君と僕はすっかり意気投合しましたね。
僕たちはふたりして口数が少なめでしたが、とにかく共にする空間が心地よかったのです。
なんとはなしに、誰もいない廃屋で過ごす時間が増えました。
あの頃僕はどこにも居場所がありませんでしたから、そのせいもあったのではないかと思います。

「ぼく、はるのっていうの。きみは?」

「無い」

「へ」

「名前。無い」

「…そっか」

名前が無いひとなんているんだな、と素直に納得しました。疑問にも思いませんでした。


こんなことがあった、あんなことがあった。
いつも話題を提供するのは僕でした。君は興味がなさそうに聞き流してばかり。
僕も特別明るい少年時代を過ごしたわけではなく、面白い小話のひとつもできなかったものですから。

電灯もない薄暗い屋内で灯りになるものといえば、割れた窓や壁の隙間から射し込む夕陽とあのオーロラだけ。
あれは辺りが暗くなればなるほど綺麗に光を帯びるでしょう。僕はその過程が何よりも好きだった。

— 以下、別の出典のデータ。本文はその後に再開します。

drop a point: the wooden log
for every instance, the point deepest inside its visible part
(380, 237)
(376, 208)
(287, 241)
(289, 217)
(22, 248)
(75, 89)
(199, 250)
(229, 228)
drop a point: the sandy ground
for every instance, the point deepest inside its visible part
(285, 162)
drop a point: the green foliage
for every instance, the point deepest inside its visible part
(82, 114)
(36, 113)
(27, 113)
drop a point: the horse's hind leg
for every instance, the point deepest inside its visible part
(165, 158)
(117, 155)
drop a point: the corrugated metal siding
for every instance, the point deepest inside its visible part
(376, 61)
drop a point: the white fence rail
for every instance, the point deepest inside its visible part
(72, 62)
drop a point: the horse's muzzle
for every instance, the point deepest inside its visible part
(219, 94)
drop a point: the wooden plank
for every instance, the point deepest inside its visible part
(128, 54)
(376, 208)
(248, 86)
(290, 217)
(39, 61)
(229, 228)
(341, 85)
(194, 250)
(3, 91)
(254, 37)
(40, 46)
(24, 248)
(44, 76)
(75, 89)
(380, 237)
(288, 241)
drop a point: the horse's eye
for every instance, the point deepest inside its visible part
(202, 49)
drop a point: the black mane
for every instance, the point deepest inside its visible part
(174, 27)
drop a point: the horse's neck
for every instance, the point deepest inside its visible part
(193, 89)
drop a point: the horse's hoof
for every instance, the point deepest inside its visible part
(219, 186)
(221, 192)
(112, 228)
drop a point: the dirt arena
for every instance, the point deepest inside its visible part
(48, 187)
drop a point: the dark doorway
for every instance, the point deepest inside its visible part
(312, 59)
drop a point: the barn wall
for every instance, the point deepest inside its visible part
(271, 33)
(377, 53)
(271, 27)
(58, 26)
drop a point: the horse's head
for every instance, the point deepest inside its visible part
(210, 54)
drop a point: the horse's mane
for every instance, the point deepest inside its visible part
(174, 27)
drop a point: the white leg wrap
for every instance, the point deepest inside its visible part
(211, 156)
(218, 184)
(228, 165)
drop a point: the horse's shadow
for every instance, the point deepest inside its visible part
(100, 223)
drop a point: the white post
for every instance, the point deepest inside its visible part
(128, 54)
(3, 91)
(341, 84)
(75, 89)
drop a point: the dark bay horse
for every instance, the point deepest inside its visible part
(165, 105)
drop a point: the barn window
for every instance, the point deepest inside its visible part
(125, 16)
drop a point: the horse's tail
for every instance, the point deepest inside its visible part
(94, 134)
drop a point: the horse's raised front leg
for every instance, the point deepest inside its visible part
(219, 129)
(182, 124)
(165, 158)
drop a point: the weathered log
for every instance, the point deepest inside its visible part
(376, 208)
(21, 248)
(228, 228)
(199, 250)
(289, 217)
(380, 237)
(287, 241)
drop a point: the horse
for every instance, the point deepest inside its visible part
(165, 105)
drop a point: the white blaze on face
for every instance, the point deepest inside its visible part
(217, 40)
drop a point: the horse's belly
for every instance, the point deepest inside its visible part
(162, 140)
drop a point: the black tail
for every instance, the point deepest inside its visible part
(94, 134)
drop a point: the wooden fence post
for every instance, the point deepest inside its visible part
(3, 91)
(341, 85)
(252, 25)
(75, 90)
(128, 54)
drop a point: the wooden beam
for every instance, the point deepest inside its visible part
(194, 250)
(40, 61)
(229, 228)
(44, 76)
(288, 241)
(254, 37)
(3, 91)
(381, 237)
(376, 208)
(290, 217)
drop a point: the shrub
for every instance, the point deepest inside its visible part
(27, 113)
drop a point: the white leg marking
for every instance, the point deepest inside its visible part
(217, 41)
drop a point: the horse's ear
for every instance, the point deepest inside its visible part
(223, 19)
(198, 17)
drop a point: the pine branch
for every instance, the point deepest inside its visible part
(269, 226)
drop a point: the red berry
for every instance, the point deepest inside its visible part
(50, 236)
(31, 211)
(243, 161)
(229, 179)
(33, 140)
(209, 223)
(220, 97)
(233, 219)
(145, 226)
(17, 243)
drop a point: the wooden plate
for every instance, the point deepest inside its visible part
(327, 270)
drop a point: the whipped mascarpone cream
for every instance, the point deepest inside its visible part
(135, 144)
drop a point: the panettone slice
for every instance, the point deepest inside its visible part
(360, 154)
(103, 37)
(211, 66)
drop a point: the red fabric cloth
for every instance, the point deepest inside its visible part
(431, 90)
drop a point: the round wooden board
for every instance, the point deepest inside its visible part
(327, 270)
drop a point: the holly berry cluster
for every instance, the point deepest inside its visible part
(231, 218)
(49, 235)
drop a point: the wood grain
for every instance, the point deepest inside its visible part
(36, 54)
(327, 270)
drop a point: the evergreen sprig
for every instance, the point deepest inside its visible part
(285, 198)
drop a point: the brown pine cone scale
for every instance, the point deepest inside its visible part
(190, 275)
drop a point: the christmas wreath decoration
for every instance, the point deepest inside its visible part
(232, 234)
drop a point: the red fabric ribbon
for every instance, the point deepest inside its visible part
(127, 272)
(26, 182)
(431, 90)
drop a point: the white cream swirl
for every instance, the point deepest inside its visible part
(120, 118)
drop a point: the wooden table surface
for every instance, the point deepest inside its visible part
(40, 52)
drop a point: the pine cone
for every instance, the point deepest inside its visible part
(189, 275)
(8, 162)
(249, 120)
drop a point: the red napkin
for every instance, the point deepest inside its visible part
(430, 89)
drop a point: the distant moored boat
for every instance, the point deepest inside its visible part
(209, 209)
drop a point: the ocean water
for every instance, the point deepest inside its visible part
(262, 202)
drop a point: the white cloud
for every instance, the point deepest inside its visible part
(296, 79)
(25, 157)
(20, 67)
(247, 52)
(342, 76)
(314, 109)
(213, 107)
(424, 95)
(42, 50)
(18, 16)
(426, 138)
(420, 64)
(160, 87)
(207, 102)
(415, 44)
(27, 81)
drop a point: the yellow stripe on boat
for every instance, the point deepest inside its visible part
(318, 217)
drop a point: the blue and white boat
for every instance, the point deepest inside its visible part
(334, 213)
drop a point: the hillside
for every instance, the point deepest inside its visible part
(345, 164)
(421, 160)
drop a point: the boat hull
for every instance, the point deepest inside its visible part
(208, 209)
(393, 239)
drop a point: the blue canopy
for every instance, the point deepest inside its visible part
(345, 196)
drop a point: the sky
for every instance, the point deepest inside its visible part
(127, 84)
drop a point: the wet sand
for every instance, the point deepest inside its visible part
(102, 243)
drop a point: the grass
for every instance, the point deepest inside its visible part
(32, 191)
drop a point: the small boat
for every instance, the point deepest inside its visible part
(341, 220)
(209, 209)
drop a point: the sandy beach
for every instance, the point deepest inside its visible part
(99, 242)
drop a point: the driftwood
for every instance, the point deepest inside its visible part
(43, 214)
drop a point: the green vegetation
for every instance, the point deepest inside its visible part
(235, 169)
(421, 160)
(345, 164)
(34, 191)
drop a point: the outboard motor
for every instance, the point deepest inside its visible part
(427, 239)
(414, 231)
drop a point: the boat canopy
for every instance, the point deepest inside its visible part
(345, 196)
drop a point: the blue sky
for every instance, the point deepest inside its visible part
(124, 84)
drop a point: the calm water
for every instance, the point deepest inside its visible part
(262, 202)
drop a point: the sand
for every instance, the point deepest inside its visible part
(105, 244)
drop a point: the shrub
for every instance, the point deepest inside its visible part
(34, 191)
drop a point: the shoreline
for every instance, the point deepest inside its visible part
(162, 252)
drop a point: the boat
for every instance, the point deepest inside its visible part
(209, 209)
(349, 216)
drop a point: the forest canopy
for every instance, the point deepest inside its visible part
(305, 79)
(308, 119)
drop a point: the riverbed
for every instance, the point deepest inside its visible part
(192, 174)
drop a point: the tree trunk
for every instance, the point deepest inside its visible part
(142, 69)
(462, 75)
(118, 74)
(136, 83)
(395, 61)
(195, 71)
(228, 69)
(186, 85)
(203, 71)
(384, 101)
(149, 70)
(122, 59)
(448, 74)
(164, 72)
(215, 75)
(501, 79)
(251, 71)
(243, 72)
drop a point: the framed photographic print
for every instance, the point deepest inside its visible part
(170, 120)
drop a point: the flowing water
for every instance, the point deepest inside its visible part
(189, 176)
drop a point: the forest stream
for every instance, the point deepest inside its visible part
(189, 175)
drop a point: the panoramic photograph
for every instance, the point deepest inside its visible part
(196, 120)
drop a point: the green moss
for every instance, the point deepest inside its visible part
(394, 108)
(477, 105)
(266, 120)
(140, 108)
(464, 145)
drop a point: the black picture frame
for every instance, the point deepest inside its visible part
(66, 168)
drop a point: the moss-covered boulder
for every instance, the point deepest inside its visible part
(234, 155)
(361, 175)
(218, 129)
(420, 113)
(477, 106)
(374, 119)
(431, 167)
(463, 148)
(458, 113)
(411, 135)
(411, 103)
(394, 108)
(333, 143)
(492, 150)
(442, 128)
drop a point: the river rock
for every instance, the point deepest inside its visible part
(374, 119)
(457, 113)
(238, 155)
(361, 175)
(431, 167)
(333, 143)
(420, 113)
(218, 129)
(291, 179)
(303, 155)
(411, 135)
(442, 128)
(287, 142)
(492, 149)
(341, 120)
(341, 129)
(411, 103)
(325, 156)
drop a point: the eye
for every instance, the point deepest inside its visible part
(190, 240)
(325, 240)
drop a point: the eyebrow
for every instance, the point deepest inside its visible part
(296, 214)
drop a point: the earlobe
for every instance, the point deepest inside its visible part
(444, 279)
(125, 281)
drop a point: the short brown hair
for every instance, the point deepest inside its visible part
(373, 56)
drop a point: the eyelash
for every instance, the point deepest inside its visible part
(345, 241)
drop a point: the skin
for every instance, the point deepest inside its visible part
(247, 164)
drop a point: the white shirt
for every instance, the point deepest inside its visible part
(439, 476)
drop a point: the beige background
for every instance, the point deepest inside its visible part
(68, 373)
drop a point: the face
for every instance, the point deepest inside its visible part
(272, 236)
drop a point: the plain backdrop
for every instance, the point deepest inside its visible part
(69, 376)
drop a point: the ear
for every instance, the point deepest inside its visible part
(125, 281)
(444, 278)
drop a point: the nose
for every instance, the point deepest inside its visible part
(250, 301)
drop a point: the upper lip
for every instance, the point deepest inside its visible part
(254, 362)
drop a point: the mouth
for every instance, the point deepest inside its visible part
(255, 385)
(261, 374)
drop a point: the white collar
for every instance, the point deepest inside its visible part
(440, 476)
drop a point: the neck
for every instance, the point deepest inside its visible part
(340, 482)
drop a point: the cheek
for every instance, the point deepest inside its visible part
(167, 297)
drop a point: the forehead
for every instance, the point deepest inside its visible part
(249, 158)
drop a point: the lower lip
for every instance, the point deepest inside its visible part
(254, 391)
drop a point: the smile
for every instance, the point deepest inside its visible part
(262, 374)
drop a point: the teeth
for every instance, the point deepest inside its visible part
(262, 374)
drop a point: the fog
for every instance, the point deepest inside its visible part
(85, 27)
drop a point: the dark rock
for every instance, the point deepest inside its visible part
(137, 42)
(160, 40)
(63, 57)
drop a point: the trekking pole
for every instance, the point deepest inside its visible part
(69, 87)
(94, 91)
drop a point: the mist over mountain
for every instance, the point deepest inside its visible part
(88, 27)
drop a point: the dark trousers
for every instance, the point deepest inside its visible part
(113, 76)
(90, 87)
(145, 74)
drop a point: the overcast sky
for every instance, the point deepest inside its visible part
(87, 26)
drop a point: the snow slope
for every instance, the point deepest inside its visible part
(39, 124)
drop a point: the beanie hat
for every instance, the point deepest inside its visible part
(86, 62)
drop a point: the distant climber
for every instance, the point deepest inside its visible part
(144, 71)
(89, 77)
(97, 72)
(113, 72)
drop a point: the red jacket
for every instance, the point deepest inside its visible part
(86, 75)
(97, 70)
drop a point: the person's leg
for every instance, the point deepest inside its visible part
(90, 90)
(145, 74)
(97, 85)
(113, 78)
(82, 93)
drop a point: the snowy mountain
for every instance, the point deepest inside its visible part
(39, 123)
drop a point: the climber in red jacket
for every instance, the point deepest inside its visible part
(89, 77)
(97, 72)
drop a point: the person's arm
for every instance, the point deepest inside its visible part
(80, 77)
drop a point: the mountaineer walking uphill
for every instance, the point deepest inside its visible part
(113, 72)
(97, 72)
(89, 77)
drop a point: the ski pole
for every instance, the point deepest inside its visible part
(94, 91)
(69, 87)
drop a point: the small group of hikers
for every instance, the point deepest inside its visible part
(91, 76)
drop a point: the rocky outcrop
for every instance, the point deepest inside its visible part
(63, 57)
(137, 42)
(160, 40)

そう、それから、君の足元ではよく虫や鼠や鳥が死んでいました。
腹をきれいに齧られたようなのもあれば、節足がばらばらと散らばっているだけのもありました。なんの外傷もなくころりと転がっているのもおりました。

「こいつ、腹が空きすぎると俺を喰うんだ」

ぽつり、と。君は仕方ないやつだろと小さく笑いながら呟きました。意味が理解できませんでした。
そこに負の感情は全く無く、致し方なく幼子の悪戯を叱るような響きに、僕は更にわからなくなりました。
だから「僕、ごはんもってないや」とやや見当違いな言葉を返したのです。

君の周囲には、オーロラの輝き以外灰色しかなくて。綺麗な色彩に彩られている筈なのになぜだかひどく悲しそうで。
慣れないことなんてよせばいいのに、幼い僕は気を遣ってしまって。

無意識にスタンドを発動させていたのでしょう。
足元のドブネズミの死体から小さな花が咲きました。
はたから見れば取るに足りない、むしろ汚らわしい光景に、それでも珍しく君が目を瞠ったから、僕は嬉しくなりました。
僕はただ、君に喜んで欲しかった。綺麗で素敵なものを見せたかった。

「…これ。おまえがやったの?」

「…わかんない」

なんだよそれ、と目を細めて。
ありがとう、と言ってくれたのです。

君とはそれっきり会えなくなってしまいました。